NLHS doesn’t track the numbers, but health care providers say they’re seeing an increase in the number of babies born with drugs like opioids and cocaine in their system, and that’s a concern, especially when the babies are removed from their mothers.
The division chief of Newborn Care at the Janeway Children’s Hospital, and associate professor of pediatrics at Memorial University, Dr. Anne Drover, says the health authority stopped tracking the official numbers in 2021, but they’ve been noticing a growing trend.
She estimates about 40 newborn babies are born each year with opioids in their system, and another ten or so are born with other substances as well.
She says many mothers are doing well on Methadone or Suboxone, with healthy pregnancies and delivering full-term babies.
The concern, says Drover, is that some mothers are showing up in labour having had no pre-natal care.
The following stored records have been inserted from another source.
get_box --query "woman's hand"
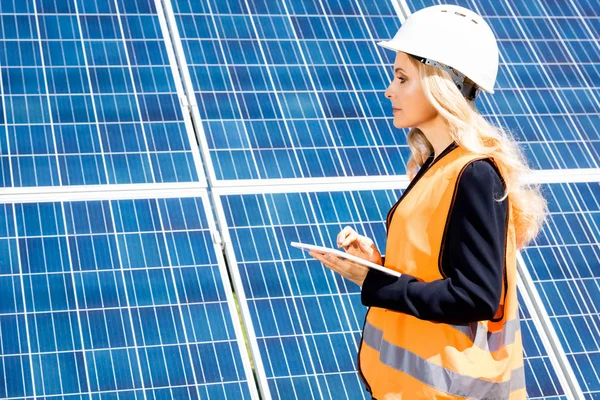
[308,250,369,287]
[337,226,383,265]
[308,226,383,287]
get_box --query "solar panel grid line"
[458,0,592,170]
[239,190,337,398]
[30,2,62,186]
[517,273,575,399]
[169,0,270,184]
[0,182,205,204]
[262,0,354,178]
[517,253,585,400]
[193,192,258,400]
[268,0,356,175]
[245,0,346,178]
[0,190,256,398]
[214,184,576,399]
[529,0,600,109]
[490,2,599,167]
[113,0,164,181]
[0,31,14,187]
[336,0,401,175]
[569,0,600,50]
[154,0,215,188]
[211,190,272,400]
[11,205,37,397]
[105,202,177,399]
[537,185,600,393]
[152,0,212,185]
[213,188,396,398]
[300,0,391,174]
[0,2,204,186]
[56,202,102,398]
[69,1,118,188]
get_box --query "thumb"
[360,239,373,252]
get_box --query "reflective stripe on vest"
[450,319,521,352]
[358,147,526,400]
[363,321,525,399]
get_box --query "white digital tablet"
[290,242,402,277]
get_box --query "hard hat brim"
[377,40,494,94]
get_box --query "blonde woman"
[311,5,546,400]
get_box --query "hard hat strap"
[409,54,481,101]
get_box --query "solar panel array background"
[221,190,566,399]
[0,0,600,399]
[408,0,600,169]
[171,0,408,180]
[523,182,600,399]
[0,0,204,187]
[0,198,250,399]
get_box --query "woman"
[311,5,546,400]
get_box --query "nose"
[383,81,394,100]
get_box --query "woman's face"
[385,51,438,128]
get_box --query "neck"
[418,115,454,158]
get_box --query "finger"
[360,239,373,251]
[337,226,352,247]
[342,231,358,247]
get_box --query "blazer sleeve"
[361,159,508,324]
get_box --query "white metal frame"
[154,0,224,186]
[154,0,212,187]
[109,0,600,400]
[211,189,271,400]
[517,253,585,400]
[0,184,266,399]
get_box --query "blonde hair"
[406,57,547,248]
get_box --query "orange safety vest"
[358,146,526,400]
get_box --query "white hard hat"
[378,5,498,94]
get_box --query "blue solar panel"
[171,0,418,180]
[0,198,255,399]
[0,0,204,187]
[523,182,600,399]
[220,190,566,399]
[408,0,600,169]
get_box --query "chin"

Many babies exposed to drugs go through withdrawal symptoms, with some having to go to the neonatal unit, and others being taken into care.
She says she understands why that happens, because it’s a complex problem, but it takes away some important early interactions with a mother including skin-on-skin contact and breast feeding.
Drover says that often compounds the problem, especially when foster care is provided far from the mother’s location. She says appropriate support must be provided in the community to allow moms and babies to stay together.
“If the baby is going into foster care, the mom also needs ‘foster care’” says Drover. There needs to be a wraparound program for mom and baby says Drover to keep them together.
“This is costing the system a fortune. These babies are the future workers, and the better we can prepare them for school, the workforce, for functioning in society, the better it is for all of us, and these women deserve that.”